H2D Buka Donasi Publik, Bawaslu Kalsel Telisik Dugaan Pelanggaran

  • STARBANJAR - Pasangan Calon Gubernur Kalimantan Selatan Denny Indrayana - Difriadi Darjat (H2D) membuka rekening publik untuk menampung bantuan dari masyarakat. Dana yang terkumpul rencananya akan digunakan untuk biaya sengketa Perselisihan Hasil Pemilihan Umum (PHPU) di Mahkamah Konstitusi.

Politik
Redaksi Starbanjar

Redaksi Starbanjar

Author

STARBANJAR - Pasangan Calon Gubernur Kalimantan Selatan Denny Indrayana - Difriadi Darjat (H2D) membuka rekening publik untuk menampung bantuan dari masyarakat. Dana yang terkumpul rencananya akan digunakan untuk biaya sengketa Perselisihan Hasil Pemilihan Umum (PHPU) di Mahkamah Konstitusi.

Komisioner Bawaslu Kalsel Iwan Setiawan mengatakan pihaknya masih mengkaji langkah dari H2D membuka donasi publik, apakah melanggar aturan atau tidak.

Dia menyebut sudah ada aturan yang berlaku bagi kandidat yang ingin membuka donasi publik untuk membiayai kegiatan kampanye selama Pilkada.

Namun dikarenakan sudah melewati fase kampanye, Bawaslu sedang mendalami kegiatan tersebut.

"Apakah ini masuk kedalam ranah, misalnya (pelanggaran) Pilkada karena sudah masuk ke dalam ranah PHPU ke MK, ini yang akan kami dalami," ucap Iwan. 

Terpisah, Ketua divisi hukum H2D Jurkani mengatakan donasinya bersifat sukarela tidak ada unsur paksaan bagi masyarakat dan pendukung H2D.
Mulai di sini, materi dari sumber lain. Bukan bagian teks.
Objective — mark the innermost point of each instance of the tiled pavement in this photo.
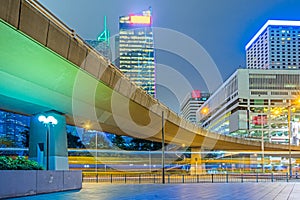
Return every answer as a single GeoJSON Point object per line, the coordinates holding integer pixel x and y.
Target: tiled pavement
{"type": "Point", "coordinates": [210, 191]}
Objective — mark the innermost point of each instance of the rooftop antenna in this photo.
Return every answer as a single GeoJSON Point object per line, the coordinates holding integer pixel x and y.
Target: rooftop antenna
{"type": "Point", "coordinates": [104, 36]}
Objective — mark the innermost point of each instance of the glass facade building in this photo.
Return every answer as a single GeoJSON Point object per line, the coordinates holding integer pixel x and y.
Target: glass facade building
{"type": "Point", "coordinates": [14, 130]}
{"type": "Point", "coordinates": [252, 102]}
{"type": "Point", "coordinates": [136, 50]}
{"type": "Point", "coordinates": [275, 46]}
{"type": "Point", "coordinates": [192, 103]}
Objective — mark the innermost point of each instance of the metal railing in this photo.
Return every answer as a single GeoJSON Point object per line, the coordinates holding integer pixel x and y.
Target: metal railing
{"type": "Point", "coordinates": [127, 178]}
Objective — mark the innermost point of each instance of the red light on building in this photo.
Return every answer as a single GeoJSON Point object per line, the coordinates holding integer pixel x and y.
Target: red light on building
{"type": "Point", "coordinates": [139, 19]}
{"type": "Point", "coordinates": [260, 120]}
{"type": "Point", "coordinates": [196, 94]}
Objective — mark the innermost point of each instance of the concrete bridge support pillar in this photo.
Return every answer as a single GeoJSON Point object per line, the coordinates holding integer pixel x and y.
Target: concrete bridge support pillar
{"type": "Point", "coordinates": [50, 138]}
{"type": "Point", "coordinates": [196, 162]}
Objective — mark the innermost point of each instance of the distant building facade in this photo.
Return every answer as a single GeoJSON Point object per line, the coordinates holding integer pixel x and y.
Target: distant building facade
{"type": "Point", "coordinates": [14, 130]}
{"type": "Point", "coordinates": [275, 46]}
{"type": "Point", "coordinates": [192, 103]}
{"type": "Point", "coordinates": [102, 44]}
{"type": "Point", "coordinates": [252, 102]}
{"type": "Point", "coordinates": [136, 50]}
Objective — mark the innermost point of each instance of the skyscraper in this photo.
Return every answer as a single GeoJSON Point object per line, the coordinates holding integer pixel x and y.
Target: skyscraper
{"type": "Point", "coordinates": [136, 50]}
{"type": "Point", "coordinates": [275, 46]}
{"type": "Point", "coordinates": [192, 103]}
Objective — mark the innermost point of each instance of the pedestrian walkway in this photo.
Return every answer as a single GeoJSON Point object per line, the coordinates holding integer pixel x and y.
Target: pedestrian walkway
{"type": "Point", "coordinates": [231, 191]}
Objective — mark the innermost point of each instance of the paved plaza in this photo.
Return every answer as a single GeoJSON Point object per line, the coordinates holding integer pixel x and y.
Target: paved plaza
{"type": "Point", "coordinates": [210, 191]}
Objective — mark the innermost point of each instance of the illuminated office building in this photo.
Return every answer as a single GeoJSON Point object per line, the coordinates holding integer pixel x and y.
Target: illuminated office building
{"type": "Point", "coordinates": [191, 104]}
{"type": "Point", "coordinates": [136, 50]}
{"type": "Point", "coordinates": [275, 46]}
{"type": "Point", "coordinates": [102, 44]}
{"type": "Point", "coordinates": [14, 130]}
{"type": "Point", "coordinates": [253, 101]}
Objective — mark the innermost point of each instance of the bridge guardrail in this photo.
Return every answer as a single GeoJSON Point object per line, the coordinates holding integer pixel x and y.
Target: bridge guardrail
{"type": "Point", "coordinates": [127, 178]}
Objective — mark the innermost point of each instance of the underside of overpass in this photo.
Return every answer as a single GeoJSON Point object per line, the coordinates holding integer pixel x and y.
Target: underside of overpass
{"type": "Point", "coordinates": [44, 66]}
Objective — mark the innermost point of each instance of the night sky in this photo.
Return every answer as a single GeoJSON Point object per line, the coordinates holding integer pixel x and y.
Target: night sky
{"type": "Point", "coordinates": [221, 27]}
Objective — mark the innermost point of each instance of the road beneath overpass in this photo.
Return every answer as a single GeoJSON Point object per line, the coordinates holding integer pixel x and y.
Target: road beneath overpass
{"type": "Point", "coordinates": [43, 67]}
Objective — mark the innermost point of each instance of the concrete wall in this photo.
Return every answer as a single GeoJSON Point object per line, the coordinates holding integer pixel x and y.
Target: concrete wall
{"type": "Point", "coordinates": [16, 183]}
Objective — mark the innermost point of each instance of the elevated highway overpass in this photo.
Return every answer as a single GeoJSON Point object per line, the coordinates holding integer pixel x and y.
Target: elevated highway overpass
{"type": "Point", "coordinates": [44, 65]}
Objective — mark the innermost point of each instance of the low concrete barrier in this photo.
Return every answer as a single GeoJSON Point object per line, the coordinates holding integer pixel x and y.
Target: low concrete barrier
{"type": "Point", "coordinates": [16, 183]}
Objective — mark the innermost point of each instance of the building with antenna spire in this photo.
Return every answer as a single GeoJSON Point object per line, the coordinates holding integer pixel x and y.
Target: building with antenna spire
{"type": "Point", "coordinates": [102, 44]}
{"type": "Point", "coordinates": [135, 48]}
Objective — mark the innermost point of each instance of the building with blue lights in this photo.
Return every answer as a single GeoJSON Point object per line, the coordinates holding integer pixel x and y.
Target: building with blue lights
{"type": "Point", "coordinates": [14, 130]}
{"type": "Point", "coordinates": [275, 46]}
{"type": "Point", "coordinates": [135, 48]}
{"type": "Point", "coordinates": [253, 101]}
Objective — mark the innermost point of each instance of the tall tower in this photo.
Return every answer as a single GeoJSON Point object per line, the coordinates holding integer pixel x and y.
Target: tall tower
{"type": "Point", "coordinates": [102, 44]}
{"type": "Point", "coordinates": [136, 49]}
{"type": "Point", "coordinates": [275, 46]}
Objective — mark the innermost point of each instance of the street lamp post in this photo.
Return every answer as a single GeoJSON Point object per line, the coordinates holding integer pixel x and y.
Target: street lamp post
{"type": "Point", "coordinates": [96, 165]}
{"type": "Point", "coordinates": [163, 146]}
{"type": "Point", "coordinates": [289, 133]}
{"type": "Point", "coordinates": [47, 121]}
{"type": "Point", "coordinates": [262, 145]}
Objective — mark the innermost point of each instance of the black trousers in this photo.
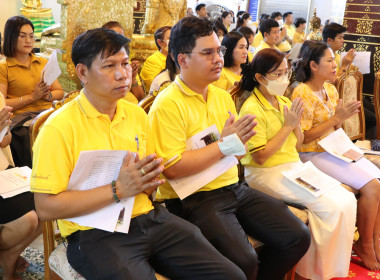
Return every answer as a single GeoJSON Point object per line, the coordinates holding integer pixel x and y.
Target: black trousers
{"type": "Point", "coordinates": [226, 215]}
{"type": "Point", "coordinates": [158, 241]}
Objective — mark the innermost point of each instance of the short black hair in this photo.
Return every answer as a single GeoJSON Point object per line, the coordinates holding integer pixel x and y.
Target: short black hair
{"type": "Point", "coordinates": [332, 30]}
{"type": "Point", "coordinates": [11, 32]}
{"type": "Point", "coordinates": [264, 16]}
{"type": "Point", "coordinates": [246, 31]}
{"type": "Point", "coordinates": [218, 25]}
{"type": "Point", "coordinates": [185, 33]}
{"type": "Point", "coordinates": [160, 33]}
{"type": "Point", "coordinates": [310, 51]}
{"type": "Point", "coordinates": [299, 21]}
{"type": "Point", "coordinates": [286, 14]}
{"type": "Point", "coordinates": [230, 41]}
{"type": "Point", "coordinates": [97, 41]}
{"type": "Point", "coordinates": [199, 7]}
{"type": "Point", "coordinates": [112, 24]}
{"type": "Point", "coordinates": [275, 14]}
{"type": "Point", "coordinates": [266, 25]}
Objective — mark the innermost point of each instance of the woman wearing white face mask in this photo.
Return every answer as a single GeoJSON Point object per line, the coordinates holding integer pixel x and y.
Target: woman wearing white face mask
{"type": "Point", "coordinates": [273, 150]}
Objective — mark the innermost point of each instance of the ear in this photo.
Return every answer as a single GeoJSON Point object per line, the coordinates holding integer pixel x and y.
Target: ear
{"type": "Point", "coordinates": [182, 60]}
{"type": "Point", "coordinates": [82, 72]}
{"type": "Point", "coordinates": [313, 66]}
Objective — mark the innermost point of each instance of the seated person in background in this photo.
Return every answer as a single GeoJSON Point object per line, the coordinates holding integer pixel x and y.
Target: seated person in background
{"type": "Point", "coordinates": [299, 34]}
{"type": "Point", "coordinates": [249, 35]}
{"type": "Point", "coordinates": [19, 224]}
{"type": "Point", "coordinates": [166, 77]}
{"type": "Point", "coordinates": [20, 72]}
{"type": "Point", "coordinates": [21, 84]}
{"type": "Point", "coordinates": [323, 114]}
{"type": "Point", "coordinates": [259, 37]}
{"type": "Point", "coordinates": [219, 29]}
{"type": "Point", "coordinates": [270, 30]}
{"type": "Point", "coordinates": [137, 92]}
{"type": "Point", "coordinates": [201, 10]}
{"type": "Point", "coordinates": [225, 210]}
{"type": "Point", "coordinates": [236, 55]}
{"type": "Point", "coordinates": [273, 150]}
{"type": "Point", "coordinates": [288, 24]}
{"type": "Point", "coordinates": [333, 35]}
{"type": "Point", "coordinates": [155, 63]}
{"type": "Point", "coordinates": [157, 240]}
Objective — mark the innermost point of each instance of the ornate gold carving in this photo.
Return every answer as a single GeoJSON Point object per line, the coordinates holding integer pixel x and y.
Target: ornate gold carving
{"type": "Point", "coordinates": [364, 26]}
{"type": "Point", "coordinates": [376, 59]}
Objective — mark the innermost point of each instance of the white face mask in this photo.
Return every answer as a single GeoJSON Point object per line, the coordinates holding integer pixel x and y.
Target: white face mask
{"type": "Point", "coordinates": [277, 87]}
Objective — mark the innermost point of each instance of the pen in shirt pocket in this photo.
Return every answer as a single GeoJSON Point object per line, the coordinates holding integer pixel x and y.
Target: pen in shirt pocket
{"type": "Point", "coordinates": [137, 143]}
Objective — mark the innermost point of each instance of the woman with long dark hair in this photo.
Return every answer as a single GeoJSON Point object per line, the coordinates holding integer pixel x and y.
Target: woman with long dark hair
{"type": "Point", "coordinates": [323, 114]}
{"type": "Point", "coordinates": [273, 150]}
{"type": "Point", "coordinates": [234, 60]}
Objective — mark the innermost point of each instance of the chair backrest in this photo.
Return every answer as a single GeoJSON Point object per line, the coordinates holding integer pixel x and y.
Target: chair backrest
{"type": "Point", "coordinates": [350, 85]}
{"type": "Point", "coordinates": [376, 98]}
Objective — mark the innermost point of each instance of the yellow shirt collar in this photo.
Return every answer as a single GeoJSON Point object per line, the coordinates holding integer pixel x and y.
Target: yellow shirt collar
{"type": "Point", "coordinates": [91, 112]}
{"type": "Point", "coordinates": [11, 61]}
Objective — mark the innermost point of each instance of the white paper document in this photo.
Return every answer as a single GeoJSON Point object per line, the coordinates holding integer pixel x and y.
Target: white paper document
{"type": "Point", "coordinates": [14, 181]}
{"type": "Point", "coordinates": [339, 144]}
{"type": "Point", "coordinates": [311, 179]}
{"type": "Point", "coordinates": [361, 60]}
{"type": "Point", "coordinates": [51, 71]}
{"type": "Point", "coordinates": [95, 169]}
{"type": "Point", "coordinates": [365, 146]}
{"type": "Point", "coordinates": [188, 185]}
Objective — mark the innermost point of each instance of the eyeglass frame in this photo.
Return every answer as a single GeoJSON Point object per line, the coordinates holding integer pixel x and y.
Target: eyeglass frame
{"type": "Point", "coordinates": [221, 51]}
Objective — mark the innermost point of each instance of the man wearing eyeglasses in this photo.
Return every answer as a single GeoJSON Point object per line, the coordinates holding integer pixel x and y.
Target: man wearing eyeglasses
{"type": "Point", "coordinates": [225, 209]}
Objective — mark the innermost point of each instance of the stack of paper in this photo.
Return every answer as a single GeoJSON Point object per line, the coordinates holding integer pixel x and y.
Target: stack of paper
{"type": "Point", "coordinates": [340, 145]}
{"type": "Point", "coordinates": [14, 181]}
{"type": "Point", "coordinates": [311, 179]}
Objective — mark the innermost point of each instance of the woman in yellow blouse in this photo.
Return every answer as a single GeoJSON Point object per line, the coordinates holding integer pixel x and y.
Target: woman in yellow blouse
{"type": "Point", "coordinates": [20, 72]}
{"type": "Point", "coordinates": [236, 55]}
{"type": "Point", "coordinates": [273, 150]}
{"type": "Point", "coordinates": [324, 113]}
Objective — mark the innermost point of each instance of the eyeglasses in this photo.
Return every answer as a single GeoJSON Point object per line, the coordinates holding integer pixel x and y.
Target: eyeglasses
{"type": "Point", "coordinates": [288, 73]}
{"type": "Point", "coordinates": [210, 53]}
{"type": "Point", "coordinates": [23, 36]}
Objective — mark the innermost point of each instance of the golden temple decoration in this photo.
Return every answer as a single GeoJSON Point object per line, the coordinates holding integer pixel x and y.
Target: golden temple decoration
{"type": "Point", "coordinates": [364, 26]}
{"type": "Point", "coordinates": [162, 12]}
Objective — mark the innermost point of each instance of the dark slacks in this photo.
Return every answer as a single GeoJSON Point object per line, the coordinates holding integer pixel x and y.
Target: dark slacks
{"type": "Point", "coordinates": [226, 215]}
{"type": "Point", "coordinates": [158, 241]}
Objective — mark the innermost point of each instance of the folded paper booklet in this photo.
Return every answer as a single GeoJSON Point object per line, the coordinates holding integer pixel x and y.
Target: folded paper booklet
{"type": "Point", "coordinates": [340, 145]}
{"type": "Point", "coordinates": [14, 181]}
{"type": "Point", "coordinates": [95, 169]}
{"type": "Point", "coordinates": [188, 185]}
{"type": "Point", "coordinates": [310, 178]}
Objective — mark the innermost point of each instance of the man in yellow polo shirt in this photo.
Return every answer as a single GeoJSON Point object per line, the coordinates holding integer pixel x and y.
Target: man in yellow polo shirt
{"type": "Point", "coordinates": [99, 119]}
{"type": "Point", "coordinates": [270, 30]}
{"type": "Point", "coordinates": [155, 63]}
{"type": "Point", "coordinates": [224, 209]}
Membuka dana publik, kata Jurkani bukan atas inisiatif Denny maupun Difriadi, tetapi merupakan aspirasi dari pendukung.

"Kalau di MK (sengketa PHPU) tidak memerlukan biaya, tetapi keberangkatan kita memerlukan saksi di masing-masing daerah kita perlukan (biaya)," ujar Jurkani saat dihubungi, Sabtu (19/12/2020).

Dia mengatakan belum sehari dana publik dibuka sudah terkumpul dana sebesar Rp 45 juta, sampai saat ini diperkirakan dana yang terkumpul terus bertambah.

"Sampai sekarang saya belum menanyakan berapa lagi dana yang terkumpul," ucap mantan penyidik Polda Kalsel ini.

Jurkani menyebut setelah urunan publik ditutup, dana sisa yang digunakan untuk sengketa di MK akan disumbangkan ke warga yang membutuhkan.